ColdFusion 8.0.1 ColdFusion 9.0.2 ColdFusion 10 ColdFusion 11
Java 1.6.0_04
SSLv3
TLSv1.0 TLSv1.0
Java 1.6.0_45
SSLv3
TLSv1.0 TLSv1.0 TLSv1.0
Java 1.6.0_45
TLSv1
TLSv1.0 TLSv1.0 TLSv1.0
Java 1.6.0_45
TLSv1, SSLv3
TLSv1.0 TLSv1.0 TLSv1.0
Java 1.7.0_71
SSLv3 Only
TLSv1.0 TLSv1.0 SSLv3
Java 1.7.0_71
TLSv1
TLSv1.0 TLSv1.0 TLSv1.0
Java 1.7.0_71
TLSv1, SSLv3
TLSv1.0 TLSv1.0 TLSv1.0
Java 1.7.0_71
TLSv1.2,TLSv1.1,TLSv1
TLSv1.0 TLSv1.0 TLSv1.2
Java 1.7.0_71
TLSv1.2,TLSv1.1
TLSv1.0 TLSv1.0 TLSv1.2
Java 1.8.0_25
SSLv3
TLSv1.2 * TLSv1.2 SSLv3
Java 1.8.0_25
TLSv1
TLSv1.2 * TLSv1.2 TLSv1.0
Java 1.8.0_25
TLSv1, SSLv3
TLSv1.2 * TLSv1.2 TLSv1.0
Java 1.8.0_25
TLSv1.2,TLSv1.1,TLSv1
TLSv1.2 * TLSv1.2 TLSv1.2


Findings

The most important finding is that no matter which value that I used for the "-Dhttps.protocols" argument with ColdFusion 8, 9 or 10 the resulting protocol that was used is the default protocol for that version of Java. In other words, for CF 8-10 this setting has no effect. Java 1.6 and 1.7 the default protocol is TLSv1.0 and I never could force CFHTTP to make a handshake with SSLv3. For Java 1.7 I never could get a higher protocol than TLSv1.0 to be used. For Java 1.8 the default protocol is TLSv1.2 and all attempts resulted in the SSL handshake using TLSv1.2 - again this is for ColdFusion 8 through 10.

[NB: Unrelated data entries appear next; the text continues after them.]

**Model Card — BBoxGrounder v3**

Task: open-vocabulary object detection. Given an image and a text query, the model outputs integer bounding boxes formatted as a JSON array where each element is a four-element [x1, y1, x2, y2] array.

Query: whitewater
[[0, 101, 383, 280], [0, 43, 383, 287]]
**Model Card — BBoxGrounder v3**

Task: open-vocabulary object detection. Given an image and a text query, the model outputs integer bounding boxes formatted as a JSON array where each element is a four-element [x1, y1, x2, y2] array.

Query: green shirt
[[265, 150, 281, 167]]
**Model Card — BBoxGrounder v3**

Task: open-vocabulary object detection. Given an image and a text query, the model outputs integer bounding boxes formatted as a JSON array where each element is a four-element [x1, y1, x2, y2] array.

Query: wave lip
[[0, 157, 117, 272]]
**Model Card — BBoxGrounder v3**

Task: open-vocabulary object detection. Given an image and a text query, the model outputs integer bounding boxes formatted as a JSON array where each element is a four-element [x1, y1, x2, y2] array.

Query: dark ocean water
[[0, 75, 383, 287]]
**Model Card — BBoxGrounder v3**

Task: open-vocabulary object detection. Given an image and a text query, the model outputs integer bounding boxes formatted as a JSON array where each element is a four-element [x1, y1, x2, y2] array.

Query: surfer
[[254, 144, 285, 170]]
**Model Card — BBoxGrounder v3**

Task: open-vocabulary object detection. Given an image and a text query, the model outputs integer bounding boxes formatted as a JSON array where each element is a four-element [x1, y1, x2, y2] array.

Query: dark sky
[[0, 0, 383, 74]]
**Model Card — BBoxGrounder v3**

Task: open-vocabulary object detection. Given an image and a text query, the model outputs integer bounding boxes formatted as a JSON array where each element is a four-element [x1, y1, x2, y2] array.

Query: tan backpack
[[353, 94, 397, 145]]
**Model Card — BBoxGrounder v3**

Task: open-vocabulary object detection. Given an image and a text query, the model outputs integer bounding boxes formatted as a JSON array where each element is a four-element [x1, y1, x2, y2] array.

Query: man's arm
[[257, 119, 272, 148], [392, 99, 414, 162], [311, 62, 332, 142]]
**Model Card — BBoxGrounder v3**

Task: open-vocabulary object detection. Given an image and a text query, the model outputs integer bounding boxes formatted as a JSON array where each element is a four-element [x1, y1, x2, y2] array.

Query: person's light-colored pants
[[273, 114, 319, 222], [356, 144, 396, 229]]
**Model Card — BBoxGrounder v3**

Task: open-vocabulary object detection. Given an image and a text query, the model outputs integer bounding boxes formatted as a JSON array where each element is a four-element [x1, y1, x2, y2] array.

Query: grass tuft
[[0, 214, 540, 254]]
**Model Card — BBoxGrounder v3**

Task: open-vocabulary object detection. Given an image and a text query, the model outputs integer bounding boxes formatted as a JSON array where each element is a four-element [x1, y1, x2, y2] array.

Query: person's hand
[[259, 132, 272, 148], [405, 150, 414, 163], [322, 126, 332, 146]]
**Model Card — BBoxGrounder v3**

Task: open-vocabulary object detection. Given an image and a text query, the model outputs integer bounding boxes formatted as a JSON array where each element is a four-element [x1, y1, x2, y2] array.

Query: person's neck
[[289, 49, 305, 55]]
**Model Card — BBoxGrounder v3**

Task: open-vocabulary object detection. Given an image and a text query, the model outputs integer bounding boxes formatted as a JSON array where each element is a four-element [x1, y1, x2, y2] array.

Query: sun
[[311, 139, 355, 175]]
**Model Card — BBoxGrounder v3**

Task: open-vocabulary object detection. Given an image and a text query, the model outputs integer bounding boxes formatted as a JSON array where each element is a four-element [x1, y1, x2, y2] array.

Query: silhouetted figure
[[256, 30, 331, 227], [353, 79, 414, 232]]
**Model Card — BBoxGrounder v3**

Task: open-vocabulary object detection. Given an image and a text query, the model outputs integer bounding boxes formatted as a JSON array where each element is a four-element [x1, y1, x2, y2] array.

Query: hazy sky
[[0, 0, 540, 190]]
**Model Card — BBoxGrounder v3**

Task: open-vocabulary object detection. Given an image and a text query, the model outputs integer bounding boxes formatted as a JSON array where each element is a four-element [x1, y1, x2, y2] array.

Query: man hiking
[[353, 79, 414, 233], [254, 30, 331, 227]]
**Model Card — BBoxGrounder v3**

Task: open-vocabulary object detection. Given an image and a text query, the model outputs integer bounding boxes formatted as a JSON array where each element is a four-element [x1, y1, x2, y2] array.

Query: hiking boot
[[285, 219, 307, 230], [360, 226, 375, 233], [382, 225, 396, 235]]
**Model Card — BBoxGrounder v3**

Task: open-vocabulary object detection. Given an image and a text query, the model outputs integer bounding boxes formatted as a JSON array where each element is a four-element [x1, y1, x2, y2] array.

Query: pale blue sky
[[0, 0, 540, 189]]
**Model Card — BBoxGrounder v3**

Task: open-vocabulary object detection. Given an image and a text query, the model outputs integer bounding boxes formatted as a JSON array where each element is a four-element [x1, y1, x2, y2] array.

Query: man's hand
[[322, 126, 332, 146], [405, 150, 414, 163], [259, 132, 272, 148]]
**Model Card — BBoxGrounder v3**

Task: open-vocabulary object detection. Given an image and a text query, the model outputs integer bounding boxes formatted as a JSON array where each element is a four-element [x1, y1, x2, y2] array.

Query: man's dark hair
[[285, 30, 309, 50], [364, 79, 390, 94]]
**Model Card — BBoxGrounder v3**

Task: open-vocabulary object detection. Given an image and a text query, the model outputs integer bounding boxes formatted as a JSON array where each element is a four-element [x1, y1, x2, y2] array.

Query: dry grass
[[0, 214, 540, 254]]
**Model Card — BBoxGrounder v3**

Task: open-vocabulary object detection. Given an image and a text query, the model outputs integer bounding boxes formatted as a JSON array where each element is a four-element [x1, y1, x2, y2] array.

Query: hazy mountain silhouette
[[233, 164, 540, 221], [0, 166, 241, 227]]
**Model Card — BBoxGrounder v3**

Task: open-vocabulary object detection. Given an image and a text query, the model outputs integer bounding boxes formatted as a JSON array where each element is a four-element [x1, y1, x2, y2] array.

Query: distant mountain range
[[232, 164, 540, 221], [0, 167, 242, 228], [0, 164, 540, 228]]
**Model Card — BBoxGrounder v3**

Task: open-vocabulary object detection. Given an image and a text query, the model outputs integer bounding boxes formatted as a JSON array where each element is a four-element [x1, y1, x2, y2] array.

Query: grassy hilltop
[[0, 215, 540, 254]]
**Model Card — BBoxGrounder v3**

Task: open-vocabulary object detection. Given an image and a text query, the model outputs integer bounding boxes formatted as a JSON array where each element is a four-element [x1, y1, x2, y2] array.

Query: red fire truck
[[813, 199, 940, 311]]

ColdFusion 11 is where this story changes. ColdFusion 11 uses the newer Apache HttpClient. Consequently each result reflected the value of the "-Dhttps.protocols" argument. In cases where multiple protocols were given the highest possible protocol was used.

Conclusions

I think the following argument, "-Dhttps.protocols=TLSv1.2,TLSv1.1,TLSv1" should be used to prevent SSL fallback to SSLv3 for ColdFusion 11. The older versions of ColdFusion do not need this argument because the default value for the given Java version is always used and that is never base SSLv3 (although interestingly you can force the use of base SSLv3 in CF 11 using the argument). The only caveat here is that Adobe may eventually update ColdFusion 10 with the newer Apache HttpClient. It is something we will certainly be pressing them to do. If they do then it will most likely be advisable to use the same argument settings for ColdFusion 10 in the future.

*Side Note:

Did you happen to notice the chart that I did get ColdFusion 9.0.2 to run on Java 1.8? That's interesting. I have not seen any notice from Adobe about there being an update for ColdFusion 9.0.2 to run on Java 1.8. I would not recommend trying this in production, but it's an interesting finding.

**Update:

Adobe released update 18 for ColdFusion 10. This update is supposed to be a full back port of the updates that were put into ColdFusion 11. I'll report back once I finally test update 18.